Service degradation in Live API, Answers Serving, and Pages Serving
Incident Report for Yext
Postmortem

Summary

Starting at 4:30 PM ET on October 29th until 5:25 PM ET Live API, Answers Serving, and Pages Locators had degraded service.  Many requests failed and many others were slower or had incomplete results.

Root Cause

A failure in our service location layer in our US East service region led to a complete failure of the region.
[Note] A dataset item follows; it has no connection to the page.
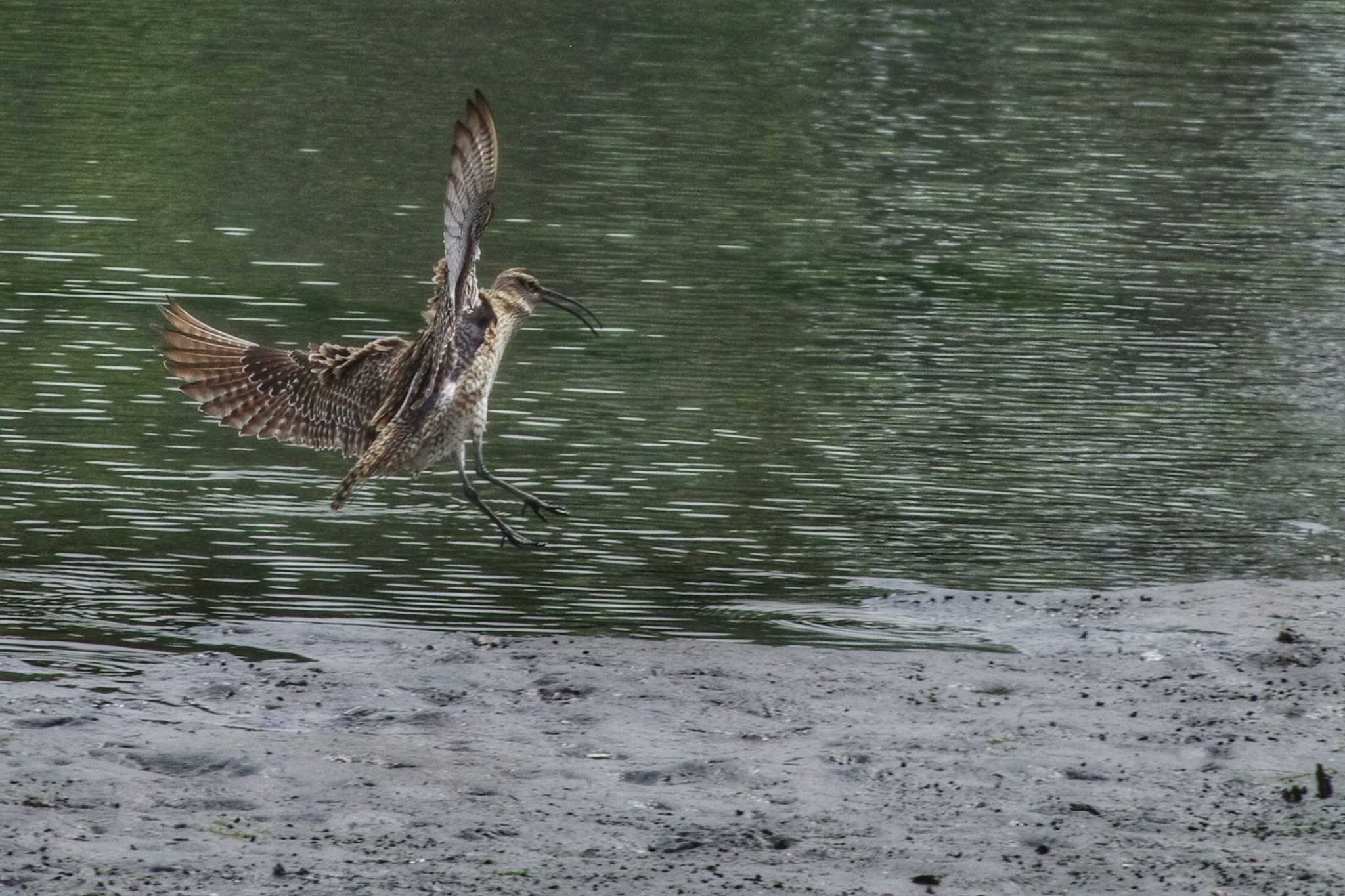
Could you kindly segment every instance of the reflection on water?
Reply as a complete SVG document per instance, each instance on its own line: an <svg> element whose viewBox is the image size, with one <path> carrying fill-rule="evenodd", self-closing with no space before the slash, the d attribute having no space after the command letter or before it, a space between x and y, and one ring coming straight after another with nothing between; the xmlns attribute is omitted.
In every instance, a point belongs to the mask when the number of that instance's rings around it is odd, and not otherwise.
<svg viewBox="0 0 1345 896"><path fill-rule="evenodd" d="M428 5L134 34L22 8L11 661L132 669L257 617L960 643L854 583L1337 575L1345 30L1215 7L635 4L526 42L477 11L491 50L448 70ZM67 42L32 38L44 15ZM498 472L572 510L527 523L546 552L498 548L448 469L331 513L347 463L204 419L148 329L168 297L280 345L416 326L441 99L476 85L503 140L486 275L527 265L611 324L541 313L492 396Z"/></svg>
Service location is the layer of our infrastructure that allows our services to find and connect to each other.  Our monitoring promptly alerted us to the issue, and we failed all serving over to our other regions.  This led to some improvement, but those regions were not provisioned enough initially to handle the increased load.  The issue was ultimately resolved by increasing provisioning in the alternative regions and resolving the underlying issue with service location.

Remediation

We have already increased the provisioning both within the service location components in the US East region as well as the under provisioned components outside of the US East region.  We will also regularly assess the capacity at all of our consumer serving sites to ensure we can operate successfully and immediately if any one of them were to fail.  Over the next month we will be:

  • Improving monitoring on our service location layer to identify problems earlier
  • Improving our system’s ability to withstand a temporary problem in the service location layer
Posted Nov 04, 2020 - 12:29 EST

Resolved
This incident has been resolved.
Posted Oct 29, 2020 - 20:00 EDT
Monitoring
We have completed checking for additional sources of errors, and all components have been stable for the last hour. We will continue to monitor for issues.
Posted Oct 29, 2020 - 18:54 EDT
Update
Service levels have returned to normal and all components are fully operational. We are continuing to check for sources of regressions.
Posted Oct 29, 2020 - 17:51 EDT
Identified
We have identified issues and implemented mitigations. We are continuing to check for regressions and services are recovering.
Posted Oct 29, 2020 - 17:42 EDT
Investigating
We are currently investigating a service degradation in Live API, Answers Serving, and Pages Serving. Latencies are elevated and some requests may return errors. Pages Locators may not load at this time. We will update as soon as we have more information.
Posted Oct 29, 2020 - 16:45 EDT
This incident affected: Content (Content API), Pages (Pages Serving), and Search (Search Serving).